The book tells the well-worn tale of young, star-crossed love and second chances. Camden Rutledge and Helene Middleton meet and fall in love as adolescents when Helene’s mother, a flighty French widow became the lover of Camden’s father, a dissolute rake. The romance was doomed to failure, natch. Fast-forward twelve years or so: Camden is now a widower, with a mute child traumatized by her mother’s death. And, coincidence of coincidences, Helene has become a special-ed governess of sorts, so by a twist of fate the two star-crossed lovers are reunited.
The rest of the book is devoted to almost every standard romance-novel plot contrivance and cliché you can imagine. Camden and Helene part because of a parent-generated Big Misunderstanding, a la Judith McNaught, and these feelings of anguish, hurt and doubt go on. And on. And ooooon. Camden is also informally engaged to his cousin, and his never-ending lust for Helene conflicts with his overdeveloped sense of duty. There’s Bentley, the rakehell younger brother, who throws a few monkey wrenches into the romance because he’s determined to rebel against Camden. And there’s a relatively pointless suspense side-plot involving Camden’s wife’s death with a standard and easy-to-spot villain.
At 419 pages, Beauty Like the Night is far too long.
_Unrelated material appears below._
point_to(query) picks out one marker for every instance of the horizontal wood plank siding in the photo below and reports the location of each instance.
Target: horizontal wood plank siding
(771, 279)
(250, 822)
About 100 pages could easily have been trimmed from it. Much of the book is consumed by endlessly repetitive internal monologue. It didn’t advance the story, and it made the characters seem wishy-washy. Camden in particular irritated me. By the end of the book, I didn’t feel any kind of emotion toward him except mild boredom. He loves Helene; he doesn’t love Helene. He trusts her; he doesn’t trust her. He desires her; he is disgusted by his desire. The only constants are Camden’s turgid state whenever he’s around Helene and his bad temper (partially caused by said turgid state, partially caused by the ghosts of his dissolute father and codependent mother). Given his bad humor, his constant cooing and coddling of his daughter strikes a false note.
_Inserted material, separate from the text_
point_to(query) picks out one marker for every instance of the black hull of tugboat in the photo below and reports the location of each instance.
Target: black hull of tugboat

Helene is a much more likable and consistent character. She seems like a very warm person, although her indecisiveness towards Camden drove me batty now and then. At times, she also struck me as a little too good to be true. She’s understanding, smart, beautiful, and kind to children and small animals.
The supporting characters seem to come straight from Central Casting. The child, Ariane, is suitably scarred yet adorable, a regular little angel. Bentley is the typical irresponsible, slightly spoilt younger son with the heart of gold. The servants are an appropriate mixture of deference and wackiness. Joan, the Other Woman, is a suitable non-entity. None of them is offensively bad, but they’re all very predictable. In fact, the whole book is very predictable.
Despite all these flaws, Carlyle is a good, if occasionally inconsistent, prose stylist. The first few chapters are delightful, and they pull this novel out of the D-grade morass pretty much single-handedly. If the prose cadence and spirit of the first few pages could have been sustained throughout the book, it would have been a Heyer-worthy romp with some sex thrown in. As it stands, however, even the admittedly hot sex feels rather worn and commonplace.
All told, the psychoanalysis that goes on seems far too modern and American, the characters remain two-dimensional tortured stereotypes despite all their soul-searching, and the plot has far too much filler and not enough substance. I wish I could’ve liked this book more, but finishing it was too much of a chore. I have hopes for this author, though, and I’ll probably keep an eye out for her future releases.